Peygamber'i benden fazla kimse sevemez EDAsını takınarak...
kitabınız daha mı çok satacak bu şekilde davranmakla...
kimse bu sitede Peygamber asık suratlının, gaddar ve zalimin biriydi demedi ve demeyecek de...
böyle bir şey olmadı ve olmayacak da...
elbetteki Hz.Peygamber büyük bir ahlak üzerindedir...
bundan kimsenin şüphesi yok...
fakat Kur'an bütünselliği içinde bakmak lazım tüm Ayet'lere tek tek değil...
Kur'an bütününü gözardı edip, cımbızlama yöntemlerle tek tek bakmak bizi bektaşi'nin yaptığı gibi yanlış mecralara götürebilir, götürmektedir de...
Peygamber bir Resul'dür, insan Resul, melek değildir...
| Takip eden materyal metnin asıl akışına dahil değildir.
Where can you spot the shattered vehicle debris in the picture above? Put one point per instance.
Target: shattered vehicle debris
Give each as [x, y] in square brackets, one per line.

bizim gibi yer içer, çoluk çocuk sahibi olur, çarşıda pazarda dolaşır, yanlış / doğru tavsiyelerde bulunur, yanlış / doğru kararlar verir... eğer ki sizin üsve-i hasene'ye ve '' Ve inneke le'ala hulukın 'azıymin '' e verdiğiniz / yüklediğiniz anlam Peygamber'in sıfır hata'lı olup kesinlikle hata işlemeyeceği ve hatadan âri olduğu şeklinde ise, şunu iyi bilinizki, siz bu düşüncenizle Yüce Allah'a ancak şerik bulmuş olursunuz, başka değil. çünkü TEK İLAH esasına dayanan bu din'de Yüce Rab'den başkası hatadan beri ve hatadan âri değildir ve olamaz da...
Peygamber, bizimle beraber yaşayacak, bize arkadaşlık edecek, bizim gibi duygu ve hisler taşıyacak ve bizimkilere benzer bir takım zaafiyetlere de sahip olacaktır. bizim, bu din'i ben nasıl yaşarım, uygulanabilecek , örnek model olabilecek bir insan model uygulayamamışki şimdiye kadar! vb. şeklindeki olası itirazlarımızın önündeki engeldir bu insan Peygamber modeli...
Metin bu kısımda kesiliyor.